The state of Michigan has carbon monoxide law based on House Bill No. 4730 and House Bill No. 5341. The first law states that buildings constructed on or after December 1, 2009, including boarding houses, hotels, and motels, must install one carbon monoxide detector at each source point. The term “source point” means an area where a machine is present that burns fossil fuels, such as a furnace, hot water heater, or boiler.

The problem with this law is that in big buildings, furnaces, hot water heaters and boilers are usually located far away from where the people are. Carbon monoxide detectors that are near the source, but are removed from where the people are, can’t warn people of the danger. Carbon monoxide detectors should also be placed where the people are.

Sometimes it feels like these laws are written to protect property owners from negligence claims more than to actually protect people from carbon monoxide toxins.

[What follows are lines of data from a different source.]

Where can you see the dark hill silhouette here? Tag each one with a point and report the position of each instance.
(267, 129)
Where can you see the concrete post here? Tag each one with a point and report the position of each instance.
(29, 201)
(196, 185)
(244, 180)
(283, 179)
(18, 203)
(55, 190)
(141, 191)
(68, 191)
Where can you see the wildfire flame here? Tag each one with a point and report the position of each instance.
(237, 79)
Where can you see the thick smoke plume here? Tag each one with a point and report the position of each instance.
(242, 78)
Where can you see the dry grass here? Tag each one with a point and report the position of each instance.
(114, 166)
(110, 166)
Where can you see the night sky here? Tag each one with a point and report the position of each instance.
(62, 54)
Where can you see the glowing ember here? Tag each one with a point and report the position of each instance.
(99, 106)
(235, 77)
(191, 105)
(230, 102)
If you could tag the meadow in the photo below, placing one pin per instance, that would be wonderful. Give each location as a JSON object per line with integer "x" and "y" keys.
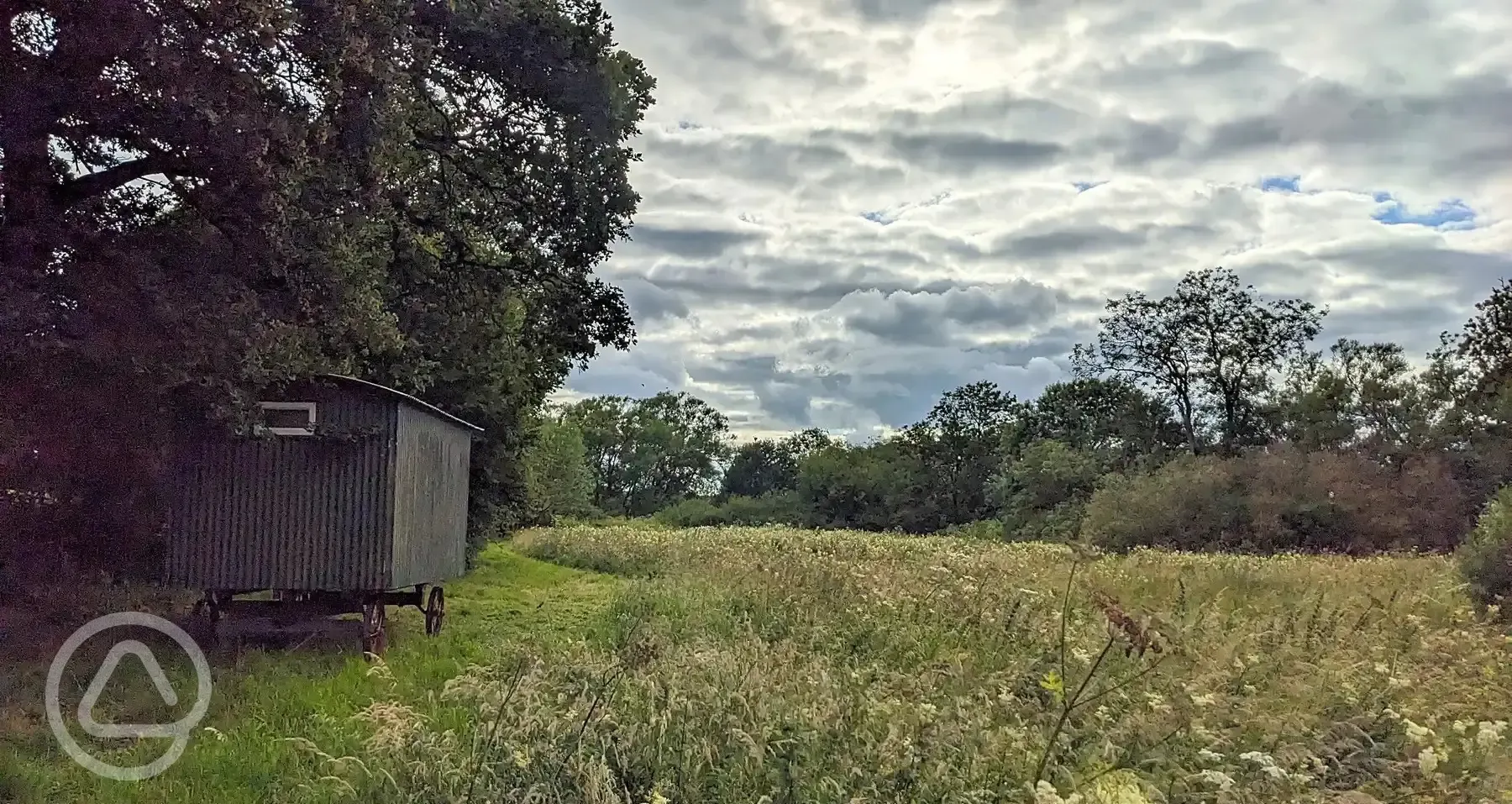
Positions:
{"x": 634, "y": 664}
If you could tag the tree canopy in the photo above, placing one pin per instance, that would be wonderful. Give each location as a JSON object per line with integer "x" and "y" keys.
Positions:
{"x": 204, "y": 198}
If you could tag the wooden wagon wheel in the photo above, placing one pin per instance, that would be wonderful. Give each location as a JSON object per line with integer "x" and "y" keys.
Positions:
{"x": 207, "y": 605}
{"x": 375, "y": 631}
{"x": 434, "y": 611}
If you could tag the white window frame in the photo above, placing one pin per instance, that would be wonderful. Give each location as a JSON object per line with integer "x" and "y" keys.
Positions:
{"x": 307, "y": 407}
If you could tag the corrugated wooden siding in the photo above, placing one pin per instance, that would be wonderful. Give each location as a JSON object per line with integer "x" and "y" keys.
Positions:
{"x": 291, "y": 512}
{"x": 430, "y": 520}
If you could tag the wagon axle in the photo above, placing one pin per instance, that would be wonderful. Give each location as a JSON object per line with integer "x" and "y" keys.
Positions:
{"x": 287, "y": 607}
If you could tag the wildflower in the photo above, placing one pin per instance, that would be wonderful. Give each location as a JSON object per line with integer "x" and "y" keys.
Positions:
{"x": 1428, "y": 760}
{"x": 1217, "y": 779}
{"x": 1045, "y": 794}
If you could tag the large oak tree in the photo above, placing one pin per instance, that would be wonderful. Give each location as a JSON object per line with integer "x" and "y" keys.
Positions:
{"x": 202, "y": 197}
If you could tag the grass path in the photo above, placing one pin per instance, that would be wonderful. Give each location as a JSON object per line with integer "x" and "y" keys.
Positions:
{"x": 262, "y": 697}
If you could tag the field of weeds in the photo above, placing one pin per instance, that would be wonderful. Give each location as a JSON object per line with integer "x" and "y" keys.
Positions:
{"x": 780, "y": 665}
{"x": 776, "y": 665}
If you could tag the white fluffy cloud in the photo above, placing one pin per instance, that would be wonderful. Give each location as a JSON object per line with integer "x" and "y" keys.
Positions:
{"x": 852, "y": 206}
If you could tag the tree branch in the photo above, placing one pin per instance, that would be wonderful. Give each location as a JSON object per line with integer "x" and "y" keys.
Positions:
{"x": 113, "y": 177}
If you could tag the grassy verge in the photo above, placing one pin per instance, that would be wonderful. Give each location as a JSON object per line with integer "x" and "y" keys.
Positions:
{"x": 264, "y": 697}
{"x": 769, "y": 664}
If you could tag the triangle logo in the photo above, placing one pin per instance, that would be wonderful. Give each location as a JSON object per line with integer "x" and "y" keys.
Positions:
{"x": 155, "y": 671}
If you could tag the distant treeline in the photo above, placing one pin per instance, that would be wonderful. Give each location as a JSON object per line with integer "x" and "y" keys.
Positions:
{"x": 1194, "y": 420}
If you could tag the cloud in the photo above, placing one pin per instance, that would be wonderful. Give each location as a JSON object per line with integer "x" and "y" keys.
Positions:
{"x": 852, "y": 206}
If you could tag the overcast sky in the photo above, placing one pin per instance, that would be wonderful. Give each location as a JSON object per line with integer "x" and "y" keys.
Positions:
{"x": 852, "y": 206}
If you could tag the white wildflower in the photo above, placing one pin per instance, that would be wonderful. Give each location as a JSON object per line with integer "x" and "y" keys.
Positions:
{"x": 1489, "y": 733}
{"x": 1428, "y": 760}
{"x": 1045, "y": 794}
{"x": 1217, "y": 779}
{"x": 1257, "y": 758}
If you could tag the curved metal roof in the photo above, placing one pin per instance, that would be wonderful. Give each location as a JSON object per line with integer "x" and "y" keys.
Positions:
{"x": 402, "y": 397}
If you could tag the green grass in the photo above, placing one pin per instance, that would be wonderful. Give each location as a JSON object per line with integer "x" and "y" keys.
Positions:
{"x": 268, "y": 696}
{"x": 627, "y": 664}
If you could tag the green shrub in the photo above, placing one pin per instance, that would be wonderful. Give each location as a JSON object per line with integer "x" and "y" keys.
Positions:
{"x": 1485, "y": 560}
{"x": 773, "y": 508}
{"x": 1190, "y": 503}
{"x": 691, "y": 512}
{"x": 980, "y": 529}
{"x": 1058, "y": 525}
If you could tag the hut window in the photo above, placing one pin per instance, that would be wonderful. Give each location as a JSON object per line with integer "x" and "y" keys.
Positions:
{"x": 287, "y": 418}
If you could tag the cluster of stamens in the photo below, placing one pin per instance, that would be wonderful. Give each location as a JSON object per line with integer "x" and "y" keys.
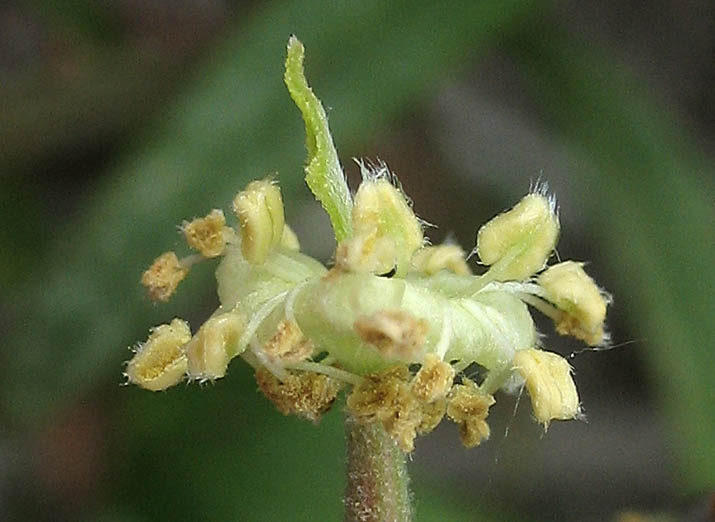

The detector may be battery-operated, plug-in with or without battery backup, wired into the building’s air conditioning system with battery backup, or connected to system via a control panel. The detector’s alarm must also be audible.

The law states that the person who installs the carbon monoxide detector in compliance with the manufacturer’s instructions shall have no liability with respect to maintenance or effectiveness of the carbon monoxide device.

The owner of the building who maintains the device according to the manufacturer’s instructions shall have no liability with respect to the operation or effectiveness of the device.

The second law requires a carbon monoxide detector within each single-family dwelling or within each unit of a multi-family dwelling in all new construction. A detector should be located within the vicinity of the bedrooms, which may include a detector capable of detecting CO near all adjacent bedrooms, an area near an attached garage, and an area near fuel-burning appliance.

The law was effective March 23, 2009. People who did not comply should not be penalized until the effective date.

The carbon monoxide detectors must have a distinct, audible alert when carbon monoxide is at higher than normal levels. It may either be self contained or activated via a system connection.

This law is called the “Overbeck Law,” named for Patty and Gene Overbeck, who died from carbon monoxide poisoning in 2003 in their Elk Lake retirement home.